ACCOUNTING EQUATIONS
An Accounting Equation is a mathematical expression which
shows that the assets and liabilities of a firm are equal. An Accounting
Equation is based on the Dual Aspect of Concept accounting. It holds that for
every debit there is a credit of equal amount and vice versa. It means, total
claims (those of outsiders and of the proprietors) will always be equal to the
assets of the firm. The claims, also known as equities, are of two types:
1. Owner's equity or capital and
2. Liabilities or amounts due to outsiders (i.e., Outsiders'
Equity).
We can express it as follows: ASSETS = CAPITAL +
LIABILITIES
The above relationship is known as the Accounting Equation
or the Balance Sheet Equation.
Effect of Transaction on Accounting Equation: - A
transaction may affect either both sides of the equation by the same amount or
one only, by both increasing or decreasing it by equal amounts. Transaction
from the Accounting Equation viewpoint, can be divided into two, i.e.,
1. Transaction Affecting Two Items and
2. Transaction Affecting More Than Two Items.

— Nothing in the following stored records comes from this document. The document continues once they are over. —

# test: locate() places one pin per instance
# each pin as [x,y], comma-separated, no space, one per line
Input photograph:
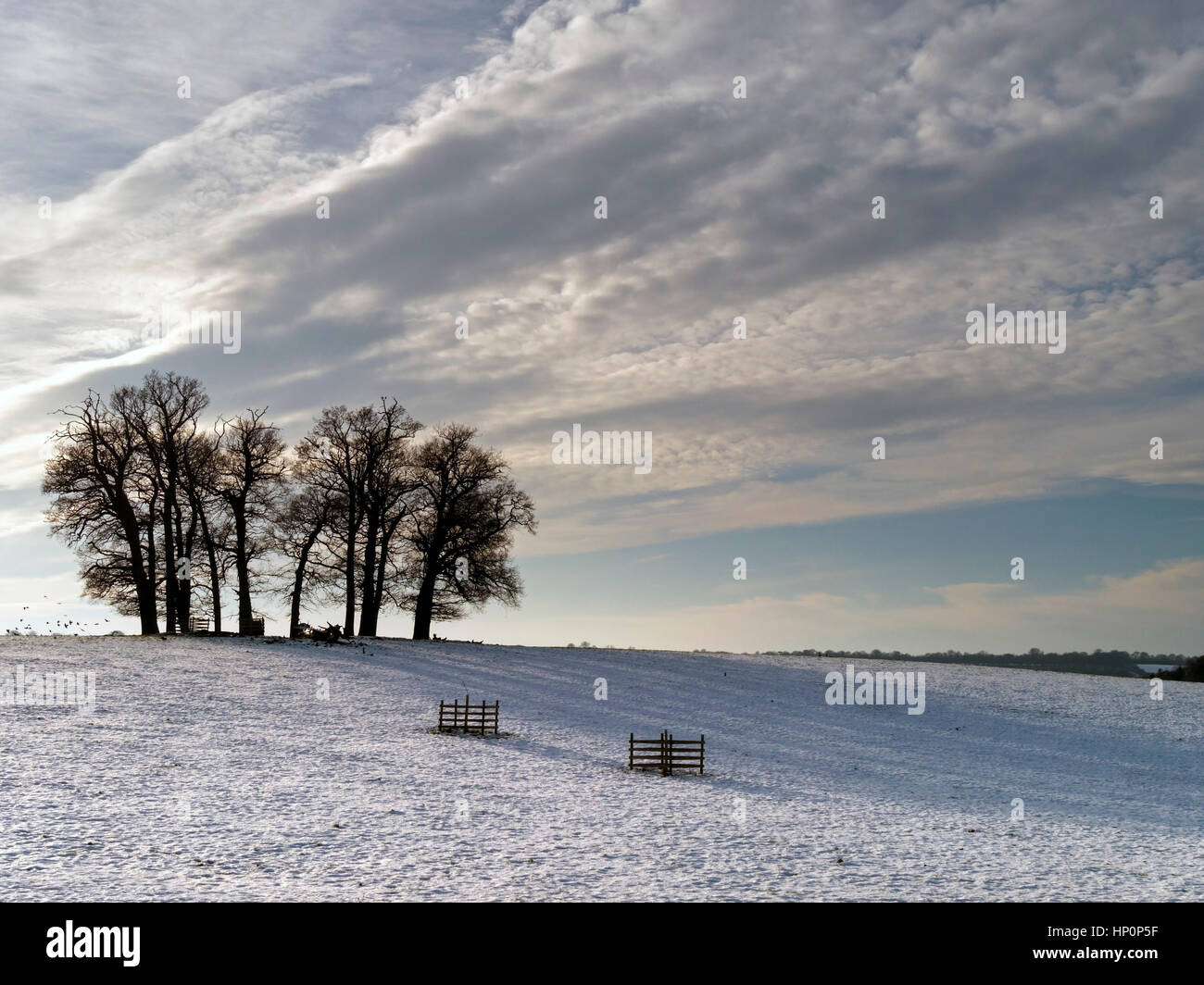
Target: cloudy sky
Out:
[462,147]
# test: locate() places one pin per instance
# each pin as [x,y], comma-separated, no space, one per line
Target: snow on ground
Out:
[211,769]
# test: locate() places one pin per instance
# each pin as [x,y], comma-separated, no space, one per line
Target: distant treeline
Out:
[1110,663]
[164,511]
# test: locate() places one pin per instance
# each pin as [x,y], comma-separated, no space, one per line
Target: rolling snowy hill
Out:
[215,769]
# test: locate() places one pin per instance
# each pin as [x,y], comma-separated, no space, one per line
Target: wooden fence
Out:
[666,753]
[468,717]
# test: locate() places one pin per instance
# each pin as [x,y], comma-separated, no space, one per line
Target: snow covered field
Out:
[211,769]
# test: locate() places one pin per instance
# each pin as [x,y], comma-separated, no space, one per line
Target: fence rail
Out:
[666,753]
[480,717]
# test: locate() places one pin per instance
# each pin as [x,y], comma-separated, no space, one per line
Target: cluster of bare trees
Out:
[161,511]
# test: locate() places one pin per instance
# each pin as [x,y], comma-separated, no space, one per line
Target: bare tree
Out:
[105,504]
[249,471]
[167,411]
[299,527]
[461,529]
[359,457]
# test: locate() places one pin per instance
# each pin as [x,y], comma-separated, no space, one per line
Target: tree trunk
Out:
[215,576]
[422,605]
[370,605]
[349,609]
[242,567]
[169,555]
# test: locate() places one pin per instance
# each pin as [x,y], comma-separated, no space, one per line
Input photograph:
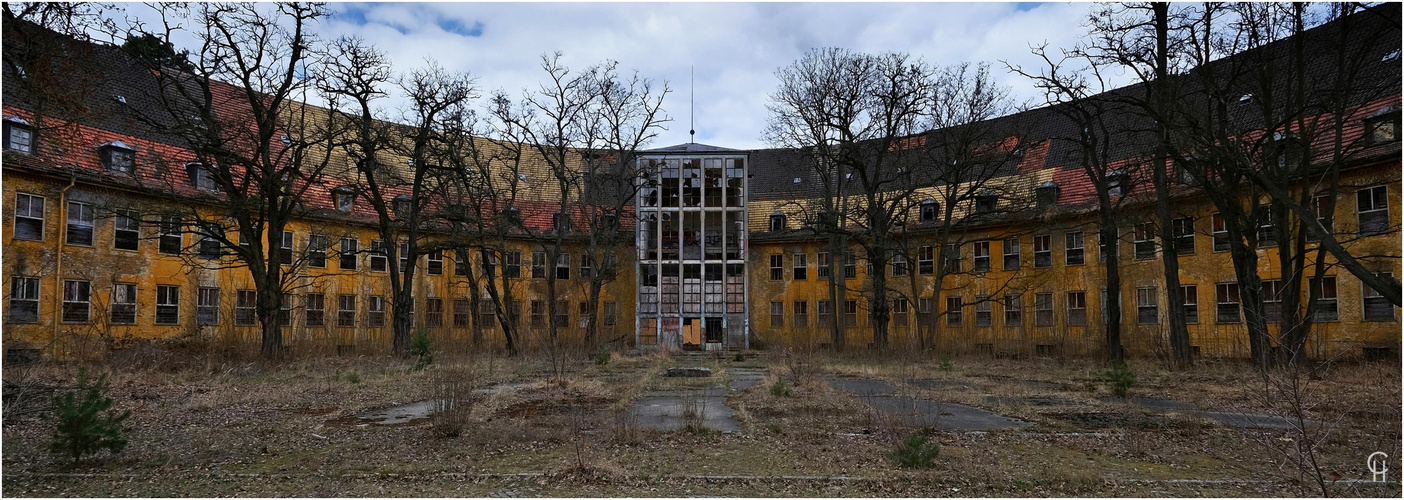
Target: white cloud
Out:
[734,47]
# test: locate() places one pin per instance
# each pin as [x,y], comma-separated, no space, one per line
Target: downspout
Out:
[58,267]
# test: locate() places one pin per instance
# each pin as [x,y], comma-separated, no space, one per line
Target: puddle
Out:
[669,410]
[504,386]
[1031,400]
[399,415]
[1112,420]
[744,378]
[938,385]
[945,416]
[862,386]
[1254,420]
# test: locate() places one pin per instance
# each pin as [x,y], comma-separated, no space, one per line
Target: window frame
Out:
[983,311]
[980,263]
[1368,295]
[1074,252]
[24,290]
[315,309]
[1227,295]
[434,312]
[954,309]
[1042,259]
[1143,240]
[167,305]
[246,313]
[1147,305]
[131,233]
[318,246]
[1189,295]
[538,266]
[1378,207]
[1043,305]
[1014,254]
[28,215]
[1012,309]
[125,309]
[1319,313]
[346,316]
[1184,232]
[1076,302]
[207,302]
[76,292]
[170,228]
[80,224]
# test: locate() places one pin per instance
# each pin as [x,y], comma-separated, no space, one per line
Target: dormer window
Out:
[1382,127]
[986,202]
[560,221]
[343,198]
[201,176]
[1046,194]
[18,135]
[1115,183]
[118,158]
[511,216]
[402,207]
[928,211]
[777,221]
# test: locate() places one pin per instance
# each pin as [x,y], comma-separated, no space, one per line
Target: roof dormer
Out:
[118,158]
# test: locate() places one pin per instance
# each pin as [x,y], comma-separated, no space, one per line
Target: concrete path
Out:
[945,416]
[746,378]
[399,415]
[924,413]
[862,386]
[674,410]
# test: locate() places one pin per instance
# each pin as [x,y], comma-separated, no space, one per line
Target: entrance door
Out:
[691,333]
[713,330]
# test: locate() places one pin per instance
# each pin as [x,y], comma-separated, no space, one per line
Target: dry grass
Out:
[292,424]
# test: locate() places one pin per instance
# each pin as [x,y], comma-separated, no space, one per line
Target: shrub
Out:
[779,389]
[916,451]
[421,349]
[1121,379]
[84,422]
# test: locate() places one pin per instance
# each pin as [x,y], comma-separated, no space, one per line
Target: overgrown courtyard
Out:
[800,424]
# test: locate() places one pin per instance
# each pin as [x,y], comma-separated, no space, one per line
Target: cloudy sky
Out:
[733,47]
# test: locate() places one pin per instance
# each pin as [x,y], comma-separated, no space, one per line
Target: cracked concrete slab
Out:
[862,386]
[674,410]
[945,416]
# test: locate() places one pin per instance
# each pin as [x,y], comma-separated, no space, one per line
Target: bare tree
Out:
[851,111]
[410,198]
[1078,94]
[232,108]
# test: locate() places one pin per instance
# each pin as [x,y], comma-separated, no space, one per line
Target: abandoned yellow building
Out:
[722,254]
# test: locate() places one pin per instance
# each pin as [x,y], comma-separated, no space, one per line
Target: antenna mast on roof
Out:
[692,99]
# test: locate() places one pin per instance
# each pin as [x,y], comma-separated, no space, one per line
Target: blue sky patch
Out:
[458,27]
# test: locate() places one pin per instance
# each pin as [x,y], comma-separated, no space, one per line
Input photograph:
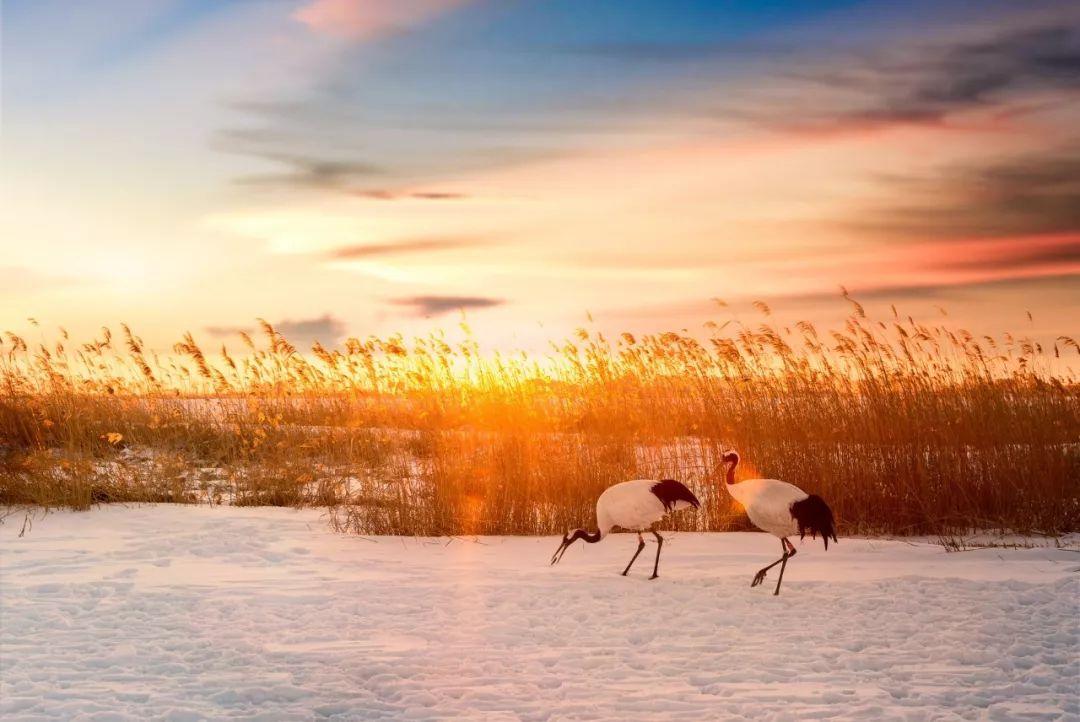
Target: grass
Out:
[904,427]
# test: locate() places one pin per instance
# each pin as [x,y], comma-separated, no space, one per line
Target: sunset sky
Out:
[346,167]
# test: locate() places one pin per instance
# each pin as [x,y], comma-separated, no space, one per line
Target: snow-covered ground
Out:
[196,612]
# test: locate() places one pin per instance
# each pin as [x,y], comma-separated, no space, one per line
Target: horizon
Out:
[349,168]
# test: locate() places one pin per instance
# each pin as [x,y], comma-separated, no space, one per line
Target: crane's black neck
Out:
[592,537]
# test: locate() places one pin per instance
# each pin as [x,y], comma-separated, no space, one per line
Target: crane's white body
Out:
[633,506]
[768,504]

Process of Preparing Accounting Equation: - The process of
Accounting Equations begins with:
1. Analyzing the transaction in terms of variables, i.e.,
assets, liabilities, capital, revenues and expenses.
2. Decide the effect of the transactions in terms of
increase or decrease of variable stated in 1 above.
3. Record the effect on the relevant side of the equation.